Civet Engine Dev Diary #1

I didn’t manage to land a meaningful internship this summer of 2022 so I decided to work on a large project that I was always interested in, alongside the computer vision research project I was still a part of at Georgia Tech. I just called it Civet because it might end up being poop but hopefully someone (aside from me) finds it to be useful in some way. That being said, this is mostly going to be a learning experience for me.

I’ve decided to finally write this because the engine is now in a largely functional state. That is, it can load models from .obj files and display them correctly in the world space with the correct shading. So ideally, this series of writings will keep track of what gets implemented and current plans for the project.

Overview

The Civet Engine is a rendering engine, with both ray-tracing and real-time rendering features. The ray-tracer is based on the PBRTv3 path-tracer with LuxCoreRender (also originally based on PBRT) as a reference as well. The main material import method will convert materials into Disney PBR. With that said, I don’t expect to be implementating everything presented in the PBRT book, and so will begin with what I consider to be the bare minimum to rendering a basic scene.

Meanwhile, the real-time renderer uses rasterization techniques with the aim to produce images that are as physically accurate as the ray-traced images. This would likely be based on Epic Games’ adaptation of Disney PBR for their Unreal Engine 4, which should reduce number of steps in the translation of the scene and materials between rasterization and ray-tracing. I expect to be writing the GLSL shaders for rendering the scene using both forward and deferred shading methods, both as learning material and as points of comparison.

Working with OpenGL

There was a bit of difficulty when implementing the vector math classes (vectors, matrices, transforms, etc.) and getting them to work with OpenGL. The decision to completely bypass GLM and use the same vector math classes for both the raytracer and OpenGL side seemed pretty sensible in the beginning, since it meant not needing to convert vectors constantly between GLM and our own implementations.

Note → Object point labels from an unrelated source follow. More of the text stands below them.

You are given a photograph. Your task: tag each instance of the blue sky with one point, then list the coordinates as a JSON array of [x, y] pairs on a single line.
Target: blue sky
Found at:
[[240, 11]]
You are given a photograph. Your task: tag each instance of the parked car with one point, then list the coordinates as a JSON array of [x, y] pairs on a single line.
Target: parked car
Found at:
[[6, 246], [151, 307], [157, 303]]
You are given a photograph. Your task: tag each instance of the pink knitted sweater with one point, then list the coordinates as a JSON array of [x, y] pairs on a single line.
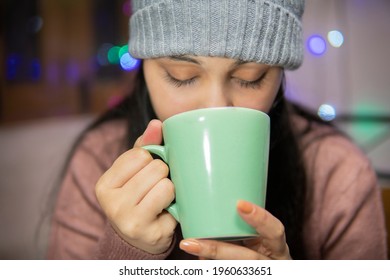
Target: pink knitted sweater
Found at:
[[346, 219]]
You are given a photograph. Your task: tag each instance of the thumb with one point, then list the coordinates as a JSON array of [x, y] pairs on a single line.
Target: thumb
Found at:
[[152, 134]]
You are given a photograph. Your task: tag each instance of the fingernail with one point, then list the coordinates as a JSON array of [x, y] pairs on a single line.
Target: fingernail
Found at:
[[245, 207], [190, 246]]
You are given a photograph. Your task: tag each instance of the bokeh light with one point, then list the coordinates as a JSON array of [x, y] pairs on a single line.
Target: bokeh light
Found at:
[[129, 63], [327, 112], [335, 38], [124, 49], [316, 45], [113, 55]]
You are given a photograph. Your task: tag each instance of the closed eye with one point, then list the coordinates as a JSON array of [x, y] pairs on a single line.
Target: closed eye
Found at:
[[177, 82], [255, 84]]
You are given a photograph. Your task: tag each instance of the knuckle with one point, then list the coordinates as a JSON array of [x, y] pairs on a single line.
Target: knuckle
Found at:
[[136, 154], [160, 166], [167, 183], [155, 237], [280, 231], [213, 251], [132, 228]]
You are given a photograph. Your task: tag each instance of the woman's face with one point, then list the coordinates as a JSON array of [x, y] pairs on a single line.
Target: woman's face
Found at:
[[182, 83]]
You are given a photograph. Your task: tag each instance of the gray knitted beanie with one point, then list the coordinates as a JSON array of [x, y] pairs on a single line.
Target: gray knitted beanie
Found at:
[[263, 31]]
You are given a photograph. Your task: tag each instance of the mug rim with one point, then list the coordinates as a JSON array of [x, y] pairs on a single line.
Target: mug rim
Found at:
[[195, 111]]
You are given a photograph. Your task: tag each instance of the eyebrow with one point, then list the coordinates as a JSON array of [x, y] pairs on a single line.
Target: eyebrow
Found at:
[[184, 58]]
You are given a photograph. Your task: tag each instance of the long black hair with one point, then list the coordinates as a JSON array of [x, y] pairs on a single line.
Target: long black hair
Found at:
[[286, 187]]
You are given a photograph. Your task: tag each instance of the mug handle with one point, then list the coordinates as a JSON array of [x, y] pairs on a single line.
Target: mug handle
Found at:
[[161, 152]]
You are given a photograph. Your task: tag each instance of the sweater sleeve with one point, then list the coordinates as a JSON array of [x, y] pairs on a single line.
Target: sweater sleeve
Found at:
[[346, 214], [79, 228]]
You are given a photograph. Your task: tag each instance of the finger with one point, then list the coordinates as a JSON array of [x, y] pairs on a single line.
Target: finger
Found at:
[[271, 230], [152, 134], [216, 250], [124, 167], [158, 198], [145, 180]]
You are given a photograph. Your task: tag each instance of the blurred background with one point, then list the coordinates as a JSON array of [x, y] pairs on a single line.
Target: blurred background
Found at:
[[62, 62]]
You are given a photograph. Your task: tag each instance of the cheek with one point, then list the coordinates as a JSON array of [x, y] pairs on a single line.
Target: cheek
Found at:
[[166, 102]]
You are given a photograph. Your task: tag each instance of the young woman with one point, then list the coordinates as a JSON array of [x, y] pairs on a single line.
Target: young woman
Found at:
[[323, 201]]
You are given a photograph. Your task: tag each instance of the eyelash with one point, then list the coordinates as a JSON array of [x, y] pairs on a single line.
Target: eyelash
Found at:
[[179, 83], [242, 83], [251, 84]]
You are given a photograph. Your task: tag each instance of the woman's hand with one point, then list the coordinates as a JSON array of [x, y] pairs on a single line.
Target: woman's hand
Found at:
[[134, 192], [270, 245]]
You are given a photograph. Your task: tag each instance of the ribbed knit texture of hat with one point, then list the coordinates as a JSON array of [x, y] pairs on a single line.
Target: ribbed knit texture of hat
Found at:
[[263, 31]]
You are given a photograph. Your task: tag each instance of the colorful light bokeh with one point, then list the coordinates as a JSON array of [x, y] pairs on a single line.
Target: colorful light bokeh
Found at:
[[335, 38], [327, 112]]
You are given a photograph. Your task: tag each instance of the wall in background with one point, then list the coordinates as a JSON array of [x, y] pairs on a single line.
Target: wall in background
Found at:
[[352, 74]]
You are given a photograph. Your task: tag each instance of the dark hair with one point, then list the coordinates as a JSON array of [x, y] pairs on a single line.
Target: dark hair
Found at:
[[286, 188]]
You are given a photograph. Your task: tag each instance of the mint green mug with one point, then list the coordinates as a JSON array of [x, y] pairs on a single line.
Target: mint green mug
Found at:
[[216, 157]]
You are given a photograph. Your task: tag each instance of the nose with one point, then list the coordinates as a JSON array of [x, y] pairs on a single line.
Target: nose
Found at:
[[217, 97]]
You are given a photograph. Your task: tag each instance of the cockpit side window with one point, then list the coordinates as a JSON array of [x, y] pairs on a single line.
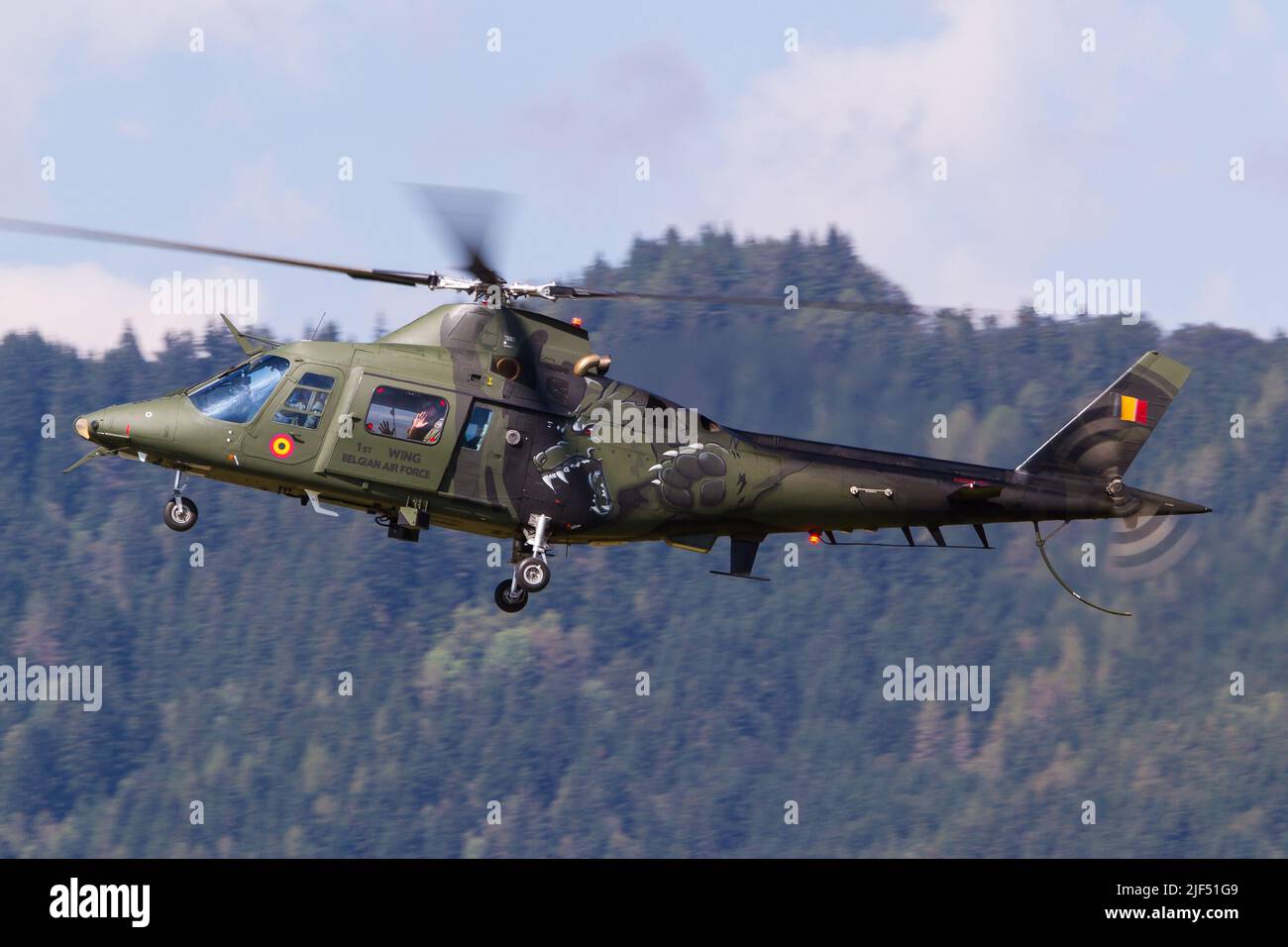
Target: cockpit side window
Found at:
[[239, 395], [305, 405]]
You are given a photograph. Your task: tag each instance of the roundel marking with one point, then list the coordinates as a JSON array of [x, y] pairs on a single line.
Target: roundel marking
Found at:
[[281, 446]]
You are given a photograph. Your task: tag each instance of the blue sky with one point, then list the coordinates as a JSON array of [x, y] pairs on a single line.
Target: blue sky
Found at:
[[1106, 163]]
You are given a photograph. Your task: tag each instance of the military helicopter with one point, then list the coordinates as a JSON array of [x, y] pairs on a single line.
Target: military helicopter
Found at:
[[492, 419]]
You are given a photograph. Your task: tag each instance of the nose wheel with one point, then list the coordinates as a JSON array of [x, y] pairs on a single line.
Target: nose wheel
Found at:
[[180, 513], [507, 599], [531, 573]]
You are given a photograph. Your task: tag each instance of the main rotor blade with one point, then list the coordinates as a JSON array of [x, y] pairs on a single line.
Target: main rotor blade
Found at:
[[585, 292], [111, 237], [465, 217]]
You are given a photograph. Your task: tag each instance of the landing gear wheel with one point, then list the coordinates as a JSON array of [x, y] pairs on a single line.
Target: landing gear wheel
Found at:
[[507, 603], [533, 574], [180, 515]]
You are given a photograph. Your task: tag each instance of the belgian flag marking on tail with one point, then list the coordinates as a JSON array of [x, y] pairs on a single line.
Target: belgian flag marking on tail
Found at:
[[1132, 408]]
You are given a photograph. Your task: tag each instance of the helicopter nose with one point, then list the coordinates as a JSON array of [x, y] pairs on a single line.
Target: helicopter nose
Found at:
[[125, 425]]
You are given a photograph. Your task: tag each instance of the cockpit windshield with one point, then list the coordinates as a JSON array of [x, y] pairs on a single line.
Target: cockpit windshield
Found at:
[[240, 394]]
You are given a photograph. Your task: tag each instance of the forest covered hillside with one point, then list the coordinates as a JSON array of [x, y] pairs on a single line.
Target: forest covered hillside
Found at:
[[220, 682]]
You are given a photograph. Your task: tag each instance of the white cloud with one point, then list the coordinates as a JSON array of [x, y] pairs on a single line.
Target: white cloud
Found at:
[[1057, 158]]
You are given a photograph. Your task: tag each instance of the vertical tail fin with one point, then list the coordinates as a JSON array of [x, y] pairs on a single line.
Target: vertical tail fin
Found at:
[[1104, 437]]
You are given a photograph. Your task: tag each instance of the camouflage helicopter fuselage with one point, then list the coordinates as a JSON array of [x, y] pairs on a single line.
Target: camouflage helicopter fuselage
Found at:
[[519, 434]]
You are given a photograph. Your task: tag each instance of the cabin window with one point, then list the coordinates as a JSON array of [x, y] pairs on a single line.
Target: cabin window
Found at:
[[239, 394], [476, 429], [305, 405], [406, 415]]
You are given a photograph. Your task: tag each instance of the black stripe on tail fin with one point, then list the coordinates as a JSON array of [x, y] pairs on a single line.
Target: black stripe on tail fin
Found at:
[[1103, 440]]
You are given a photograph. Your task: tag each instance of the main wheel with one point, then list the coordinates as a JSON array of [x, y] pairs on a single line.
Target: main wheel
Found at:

That is how I came to learn about the specifics in OpenGL. It uses a right-handed (RH) coordinate system and GLSL takes column-major matrices. This led to a lot of confusion when first trying to get a proper cube drawn on the screen. Now you’ll find that the 4x4 matrix class implementation is row-major, so when sending matrices as a uniform to the shader, we set the GLboolean transpose in glUniformMatrix4fv to GL_TRUE.

void glUniformMatrix4fv(GLint location,
                        GLsizei count,
                        GLboolean transpose,
                        const GLfloat *value);

Similarly, the lookAt function originally implemented (adapted from PBRT) was for a left-handed coordinate system. That had to be adapted to a RH coordinate system for OpenGL (so both variants of lookAt are now available). The thing to keep in mind now is in building the scene from OpenGL for ray-tracing, since following the PBRT implementation requires using the LH system.

I mentioned that the engine now is at minimum functional, being able to display a loaded model. Currently, that includes a simple shader that renders the model in shades of gray to show the contours of the mesh surface, similar to the default solid view in Blender.

The immediate item in development right now is a ambient/diffuse/specular shader that can handle both color and texture inputs, with support for up to 32 (maybe 64) light sources. This would be a simple forward shading process, just to test out the simple capabilities before transitioning to something that can handle theoretically an infinite amount of lights, like deferred shading or forward+ methods. Ideally, I’d also like to make it possible to use a PBR material with this shader as well, that can hopefully match the ray-tracing results.

CUDA support

As of now, CUDA support has been almost baked in to many of the math classes and ray-tracing classes. With that said, it is still not going to be utilized for rendering until I’ve fully implemented the CPU rendering side. I figured it would be easier to make the changes needed for CUDA later on, rather than including them right now and attempting to debug two compiled (and untested) processes simultaneously.

That means I expect the CUDA support to take quite a while, however, because much of the current project structure use C++ standard library objects that are not compatible with CUDA, including vector and smart pointers (unique_ptr and shared_ptr). With to my limited knowledge in writing CUDA programs, I will likely need to reference LuxCoreRender to implement this eventually, since that also supports GPU rendering.

Eventual GUI and other notes

I’d like to include a GUI eventually, especially to be able to load models dynamically and edit scenes and other properties before rendering. I’m looking at using ImGui since it’s supposed to be quite easy and quick to implement into such an application. Maybe a UI upgrade to using Qt, or even a custom OpenGL UI library, in the future but not for a long time. Right now though, it’s not a huge priority.

I think a big issue I have to mention is in compiling assimp. For whatever reason that CLion refuses to show, the resource .rc file always fails to build on Windows. So I’ve had to comment out all the contents of that file. Hopefully that doesn’t cause any issues in the future.